Выстроенная Босхом причудливая, недоношенная, нереальная природа служит фоном для его обнаженных фигур, его андрогинных видений страдания и наслаждения. Фона как такового у Смита нет (так, в большинстве сцен сложно сказать, сняты они на натуре или в павильоне) – его заменяет полностью искусственный и вымышленный пейзаж костюмов, жестов и музыки. Миф интертекстуальности разыгрывается во вселенной пошлых песенок, рекламы, одежды, танцев и, прежде всего, стандартного набора фантазий из дешевых фильмов.

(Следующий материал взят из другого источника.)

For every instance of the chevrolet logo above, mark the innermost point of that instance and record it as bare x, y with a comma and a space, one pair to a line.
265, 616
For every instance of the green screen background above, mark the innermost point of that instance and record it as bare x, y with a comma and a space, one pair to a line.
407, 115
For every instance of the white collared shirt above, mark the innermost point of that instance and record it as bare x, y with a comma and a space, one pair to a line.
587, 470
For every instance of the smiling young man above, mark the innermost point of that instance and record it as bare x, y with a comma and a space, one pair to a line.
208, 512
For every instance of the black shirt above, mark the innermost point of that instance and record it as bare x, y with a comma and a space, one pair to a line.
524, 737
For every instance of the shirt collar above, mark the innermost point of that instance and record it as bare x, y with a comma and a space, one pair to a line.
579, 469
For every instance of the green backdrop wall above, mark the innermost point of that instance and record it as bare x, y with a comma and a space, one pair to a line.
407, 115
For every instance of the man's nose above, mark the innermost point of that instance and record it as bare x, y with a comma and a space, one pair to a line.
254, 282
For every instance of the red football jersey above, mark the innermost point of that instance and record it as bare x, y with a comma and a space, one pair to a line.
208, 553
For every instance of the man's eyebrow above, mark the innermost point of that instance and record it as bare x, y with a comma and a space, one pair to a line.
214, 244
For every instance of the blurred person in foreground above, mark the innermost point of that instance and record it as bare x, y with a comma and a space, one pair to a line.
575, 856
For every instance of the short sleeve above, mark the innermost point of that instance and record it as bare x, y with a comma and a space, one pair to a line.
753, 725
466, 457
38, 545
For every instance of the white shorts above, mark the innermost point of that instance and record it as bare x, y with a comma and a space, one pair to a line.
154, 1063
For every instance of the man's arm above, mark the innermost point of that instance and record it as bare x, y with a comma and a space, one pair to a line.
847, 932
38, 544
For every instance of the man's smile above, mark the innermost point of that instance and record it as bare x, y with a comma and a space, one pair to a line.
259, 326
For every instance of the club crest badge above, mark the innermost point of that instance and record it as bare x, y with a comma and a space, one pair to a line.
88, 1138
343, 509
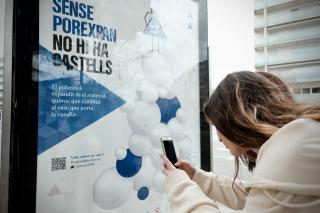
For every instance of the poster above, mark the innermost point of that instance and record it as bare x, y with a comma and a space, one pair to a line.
114, 76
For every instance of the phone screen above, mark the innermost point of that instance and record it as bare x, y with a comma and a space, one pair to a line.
169, 151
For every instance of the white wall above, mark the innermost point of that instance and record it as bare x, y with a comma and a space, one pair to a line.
231, 46
231, 37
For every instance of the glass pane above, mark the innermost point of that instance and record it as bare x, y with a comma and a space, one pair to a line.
114, 76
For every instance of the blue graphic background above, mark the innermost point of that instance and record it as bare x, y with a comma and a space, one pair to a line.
52, 130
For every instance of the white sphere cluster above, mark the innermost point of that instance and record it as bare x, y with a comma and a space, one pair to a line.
111, 190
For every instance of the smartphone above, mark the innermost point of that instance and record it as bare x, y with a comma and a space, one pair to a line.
168, 149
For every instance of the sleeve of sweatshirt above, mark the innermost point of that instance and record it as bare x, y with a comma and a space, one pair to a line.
184, 195
219, 188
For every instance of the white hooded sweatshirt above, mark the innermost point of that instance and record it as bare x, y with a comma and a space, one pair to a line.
286, 178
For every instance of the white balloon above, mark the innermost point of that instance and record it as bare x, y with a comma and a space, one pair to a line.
120, 153
163, 93
144, 177
129, 105
170, 94
147, 92
139, 144
176, 129
181, 115
158, 182
155, 159
144, 117
157, 132
110, 190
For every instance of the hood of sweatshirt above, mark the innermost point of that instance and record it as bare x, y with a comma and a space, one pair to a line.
290, 160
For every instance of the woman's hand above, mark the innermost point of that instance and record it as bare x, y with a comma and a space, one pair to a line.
168, 167
187, 167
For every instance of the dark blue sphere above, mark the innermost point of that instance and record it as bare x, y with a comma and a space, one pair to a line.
143, 193
130, 165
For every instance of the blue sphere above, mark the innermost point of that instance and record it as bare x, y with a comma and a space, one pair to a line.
143, 193
130, 165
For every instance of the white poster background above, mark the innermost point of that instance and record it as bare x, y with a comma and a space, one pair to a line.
132, 55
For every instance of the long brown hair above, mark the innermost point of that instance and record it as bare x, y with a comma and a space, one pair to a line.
248, 107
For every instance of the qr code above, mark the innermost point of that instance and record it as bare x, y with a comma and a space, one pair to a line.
58, 163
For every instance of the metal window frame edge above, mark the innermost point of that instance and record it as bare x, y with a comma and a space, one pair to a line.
7, 88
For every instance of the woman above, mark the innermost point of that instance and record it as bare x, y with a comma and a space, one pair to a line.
278, 139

Ткань «Пламенеющих созданий» сплетена на основе богатого багажа кэмпмотивов: женщина в белом (в исполнении трансвестита) с томно опущенной головой и букетом лилий в руке; изможденная красавица, выбирающаяся из гроба, – как выясняется позднее, это вампир и, опять же, мужчина; дивная испанская танцовщица (также трансвестит) с огромными темными глазами, черной кружевной мантильей и веером; картина из «Аравийского шейха» с полулежащими мужчинами в бурнусах и соблазнительной арабкой, флегматично обнажающей одну грудь; сцена с участием двух женщин, раскинувшихся на покрывале из цветов и ветоши, воскрешающая в памяти плотную, насыщенную фактуру фильмов Штернберга начала 1930-х годов с участием Марлен Дитрих. В словаре образов и тем, из которого черпает Смит, мы найдем и томность прерафаэлитов, и ар-нуво, и эпическую экзотику двадцатых с ее смешением испанского и мавританского стилей, и, собственно, современное кэмп-смакование массовой культуры.